Land Acquisition Act, 1894


Land Acquisition Act, 1894

 

Section – 23 and section – 24 read with
Emergency Requisition of Property Act, 1948 Section -2 (III)

Whether the learned
Arbitrator was wrong in allowing 15% Statutory compansion on all items except
land,

Land
does not mean the land simpliciter, but also includes benefit arising out of
the land, things attached to the earth or permanently fastened to anything
attached to the earth and in that state of the matter in assessing statutory
compensation @ 15% in respect of the acquired land the arbitrator has not
committed any error of law.

Government of
Bangladesh Vs. Mrs. Anwara Huq & Ors. 14 BLT (AD)188

Law on Pre-emption

Muslim
Law —It appear that the pre-emptee No. 5 is the mother and pre-emptees No. 1-4
sons. The purchase was made by one kabala. There is no presumption of jointness
in the Muslim Law. The presumption under the Muslim Law is that the Muslim
families are separate. The purchase made by the mother and the sons are
independent purchases and accordingly the purchase made by the preemptee Nos.
1-4 who are strangers, is Preemptible excluding the purchase made by the mother
by the self same kabala. This will not amount to partial pre-emption.

Md.
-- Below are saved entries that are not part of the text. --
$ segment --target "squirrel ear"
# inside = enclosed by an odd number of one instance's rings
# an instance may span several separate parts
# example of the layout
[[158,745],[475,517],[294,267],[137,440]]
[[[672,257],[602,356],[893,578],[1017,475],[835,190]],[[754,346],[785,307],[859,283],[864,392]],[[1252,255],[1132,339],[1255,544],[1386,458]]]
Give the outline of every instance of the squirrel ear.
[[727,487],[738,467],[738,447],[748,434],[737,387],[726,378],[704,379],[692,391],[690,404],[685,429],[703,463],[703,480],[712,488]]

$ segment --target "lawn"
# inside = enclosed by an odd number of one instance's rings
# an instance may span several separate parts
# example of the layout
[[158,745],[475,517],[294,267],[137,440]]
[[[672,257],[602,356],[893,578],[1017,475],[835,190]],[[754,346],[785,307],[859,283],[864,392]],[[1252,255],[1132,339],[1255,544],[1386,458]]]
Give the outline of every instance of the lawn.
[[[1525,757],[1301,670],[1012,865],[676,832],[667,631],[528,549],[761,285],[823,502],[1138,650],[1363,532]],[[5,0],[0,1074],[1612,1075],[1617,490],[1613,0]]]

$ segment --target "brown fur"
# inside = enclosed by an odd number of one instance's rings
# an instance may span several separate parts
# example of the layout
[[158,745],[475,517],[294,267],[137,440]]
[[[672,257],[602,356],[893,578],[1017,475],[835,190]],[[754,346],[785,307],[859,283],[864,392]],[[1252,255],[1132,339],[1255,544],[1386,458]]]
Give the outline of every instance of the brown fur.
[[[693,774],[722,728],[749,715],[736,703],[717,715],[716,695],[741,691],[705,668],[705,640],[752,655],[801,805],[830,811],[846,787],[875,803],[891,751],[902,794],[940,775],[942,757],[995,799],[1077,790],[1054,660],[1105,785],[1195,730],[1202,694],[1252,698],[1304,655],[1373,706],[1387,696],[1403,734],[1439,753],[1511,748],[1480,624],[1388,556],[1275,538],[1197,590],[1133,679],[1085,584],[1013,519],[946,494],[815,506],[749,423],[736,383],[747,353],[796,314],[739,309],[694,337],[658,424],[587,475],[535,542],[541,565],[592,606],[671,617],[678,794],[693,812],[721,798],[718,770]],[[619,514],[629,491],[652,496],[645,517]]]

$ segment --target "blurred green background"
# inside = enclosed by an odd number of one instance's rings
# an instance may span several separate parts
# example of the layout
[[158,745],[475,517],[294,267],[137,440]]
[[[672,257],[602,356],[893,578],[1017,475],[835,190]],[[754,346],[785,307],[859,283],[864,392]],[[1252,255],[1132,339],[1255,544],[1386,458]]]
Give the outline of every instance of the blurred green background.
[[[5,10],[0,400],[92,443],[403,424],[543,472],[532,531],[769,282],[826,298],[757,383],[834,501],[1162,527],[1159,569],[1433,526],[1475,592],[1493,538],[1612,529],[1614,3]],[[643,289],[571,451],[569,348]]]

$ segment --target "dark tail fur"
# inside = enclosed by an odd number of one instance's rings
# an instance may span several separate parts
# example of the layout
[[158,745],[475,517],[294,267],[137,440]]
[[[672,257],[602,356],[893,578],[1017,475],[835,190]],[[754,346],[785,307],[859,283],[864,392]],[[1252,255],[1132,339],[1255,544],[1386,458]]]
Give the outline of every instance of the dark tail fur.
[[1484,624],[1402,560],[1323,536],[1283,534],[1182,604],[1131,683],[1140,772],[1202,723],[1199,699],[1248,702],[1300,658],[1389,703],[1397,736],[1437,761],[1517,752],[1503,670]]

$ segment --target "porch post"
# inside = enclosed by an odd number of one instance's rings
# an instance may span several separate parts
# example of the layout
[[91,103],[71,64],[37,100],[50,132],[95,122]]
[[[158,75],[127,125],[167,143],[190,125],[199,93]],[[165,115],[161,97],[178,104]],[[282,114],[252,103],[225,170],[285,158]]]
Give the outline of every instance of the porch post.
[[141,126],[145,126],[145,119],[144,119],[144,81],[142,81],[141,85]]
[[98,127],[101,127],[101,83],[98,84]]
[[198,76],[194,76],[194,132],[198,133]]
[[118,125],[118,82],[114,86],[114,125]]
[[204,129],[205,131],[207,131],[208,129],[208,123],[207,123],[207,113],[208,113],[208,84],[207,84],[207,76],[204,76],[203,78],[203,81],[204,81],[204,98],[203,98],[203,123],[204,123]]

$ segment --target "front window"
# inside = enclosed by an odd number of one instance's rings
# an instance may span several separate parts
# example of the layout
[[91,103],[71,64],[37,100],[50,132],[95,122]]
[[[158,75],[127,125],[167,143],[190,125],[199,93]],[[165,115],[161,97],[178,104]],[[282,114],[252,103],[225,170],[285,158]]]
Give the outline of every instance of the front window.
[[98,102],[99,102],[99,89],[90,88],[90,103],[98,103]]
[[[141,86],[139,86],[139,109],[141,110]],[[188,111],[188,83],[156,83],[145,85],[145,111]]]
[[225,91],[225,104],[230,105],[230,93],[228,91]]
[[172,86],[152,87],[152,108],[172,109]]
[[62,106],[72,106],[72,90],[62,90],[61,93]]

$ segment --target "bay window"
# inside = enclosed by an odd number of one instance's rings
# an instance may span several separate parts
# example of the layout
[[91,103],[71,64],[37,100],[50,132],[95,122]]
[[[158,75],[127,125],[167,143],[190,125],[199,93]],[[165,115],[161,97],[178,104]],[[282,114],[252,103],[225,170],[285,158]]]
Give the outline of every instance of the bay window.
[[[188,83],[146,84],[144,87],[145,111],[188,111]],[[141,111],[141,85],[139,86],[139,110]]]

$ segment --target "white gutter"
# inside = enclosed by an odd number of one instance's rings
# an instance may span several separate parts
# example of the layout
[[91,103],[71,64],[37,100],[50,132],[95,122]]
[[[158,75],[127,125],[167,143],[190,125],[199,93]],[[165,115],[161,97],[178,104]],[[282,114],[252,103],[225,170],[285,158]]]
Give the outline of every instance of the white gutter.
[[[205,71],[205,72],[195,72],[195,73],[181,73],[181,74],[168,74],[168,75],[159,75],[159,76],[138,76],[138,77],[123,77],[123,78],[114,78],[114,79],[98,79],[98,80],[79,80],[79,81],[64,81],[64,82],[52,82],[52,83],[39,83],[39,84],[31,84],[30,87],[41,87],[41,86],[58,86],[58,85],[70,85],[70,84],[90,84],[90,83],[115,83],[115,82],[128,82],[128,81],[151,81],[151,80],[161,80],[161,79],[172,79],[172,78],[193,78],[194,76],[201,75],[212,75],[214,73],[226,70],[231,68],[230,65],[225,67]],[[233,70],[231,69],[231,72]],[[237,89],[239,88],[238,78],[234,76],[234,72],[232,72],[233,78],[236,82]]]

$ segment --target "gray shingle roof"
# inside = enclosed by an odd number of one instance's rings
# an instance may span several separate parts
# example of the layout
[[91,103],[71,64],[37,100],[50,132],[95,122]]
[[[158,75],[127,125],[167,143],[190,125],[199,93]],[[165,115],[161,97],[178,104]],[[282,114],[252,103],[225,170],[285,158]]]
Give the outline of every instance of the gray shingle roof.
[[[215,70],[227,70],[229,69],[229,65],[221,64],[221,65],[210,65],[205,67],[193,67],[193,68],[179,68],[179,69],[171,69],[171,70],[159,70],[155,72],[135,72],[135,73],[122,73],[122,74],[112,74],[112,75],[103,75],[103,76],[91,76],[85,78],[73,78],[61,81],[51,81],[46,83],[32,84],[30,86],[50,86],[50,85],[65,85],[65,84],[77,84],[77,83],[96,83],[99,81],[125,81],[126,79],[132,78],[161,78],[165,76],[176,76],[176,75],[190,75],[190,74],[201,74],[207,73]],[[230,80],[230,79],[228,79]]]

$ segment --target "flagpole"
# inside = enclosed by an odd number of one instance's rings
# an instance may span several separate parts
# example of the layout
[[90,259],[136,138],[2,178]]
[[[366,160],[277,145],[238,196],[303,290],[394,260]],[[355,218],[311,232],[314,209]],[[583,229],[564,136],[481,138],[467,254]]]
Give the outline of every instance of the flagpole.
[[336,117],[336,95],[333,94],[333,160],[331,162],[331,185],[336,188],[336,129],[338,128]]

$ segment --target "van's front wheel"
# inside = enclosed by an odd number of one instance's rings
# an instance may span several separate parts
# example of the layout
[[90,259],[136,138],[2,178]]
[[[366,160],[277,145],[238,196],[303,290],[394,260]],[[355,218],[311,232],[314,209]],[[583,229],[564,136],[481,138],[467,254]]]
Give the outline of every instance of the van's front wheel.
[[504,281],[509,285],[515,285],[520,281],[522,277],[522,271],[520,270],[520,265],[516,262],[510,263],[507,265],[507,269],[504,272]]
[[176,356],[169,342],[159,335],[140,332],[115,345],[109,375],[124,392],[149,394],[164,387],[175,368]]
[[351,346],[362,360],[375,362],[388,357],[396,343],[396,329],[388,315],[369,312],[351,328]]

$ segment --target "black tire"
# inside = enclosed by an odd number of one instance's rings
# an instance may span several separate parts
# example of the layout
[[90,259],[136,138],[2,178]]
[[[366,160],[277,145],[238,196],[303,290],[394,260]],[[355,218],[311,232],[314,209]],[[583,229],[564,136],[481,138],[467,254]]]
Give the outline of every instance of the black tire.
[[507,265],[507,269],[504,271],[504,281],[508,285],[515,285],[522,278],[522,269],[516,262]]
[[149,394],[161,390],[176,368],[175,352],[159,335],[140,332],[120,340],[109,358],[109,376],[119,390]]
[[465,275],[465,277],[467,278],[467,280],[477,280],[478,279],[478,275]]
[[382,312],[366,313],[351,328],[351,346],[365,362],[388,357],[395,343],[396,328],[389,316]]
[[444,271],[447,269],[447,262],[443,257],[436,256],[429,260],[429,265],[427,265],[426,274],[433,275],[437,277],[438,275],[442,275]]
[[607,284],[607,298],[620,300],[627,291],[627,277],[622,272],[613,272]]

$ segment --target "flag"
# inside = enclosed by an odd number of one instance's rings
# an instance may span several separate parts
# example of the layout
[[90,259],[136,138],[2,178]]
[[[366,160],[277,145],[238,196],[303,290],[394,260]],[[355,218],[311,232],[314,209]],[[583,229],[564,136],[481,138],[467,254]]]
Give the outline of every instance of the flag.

Korban Ali &
Ors A saint Khan & Ors. 11 BLT(HCD)-138

Law on Pre-emption

Pre-emption under
Mohammadan Law as “Hoq-sufa”

It
appears from the evidence that the witnesses who accompanied the plaintiff to
the suit land while he disclosed his Talab-i- Mowsibat accompanied him and went
to the Bank while he tendered money and demanded the suit land but in clear
language they did not tell anything about Talab-i-Mowsibat at the time of
second demand. From the aforesaid evidence it seems that although the witnesses
did not state in unequivocal language that the plaintiff disclosed his Talab-i
Mowsibat previous to his second demand but they have proved his first demand as
well as his second demand and I am in respectful agreement with the decisions
of Indian Jurisdiction as referred above in holding that if under these
circumstances a Talab-i-ishad is made subsequently, and there is no express
reference of Talab-i-Mowsibat, the right of preemption of the plaintiff is not
defended, as subsequent demand is superfluous, further, Hedaya observed in his
book Mohammadan Law at page 551 that no particu1ar form is necessary : what the
law requires is that the demand must be to that effect and no more.

Bangladesh Krishi
Bank Vs Kazi Liakat Ali and Ors. 14 BLT (HCD)76.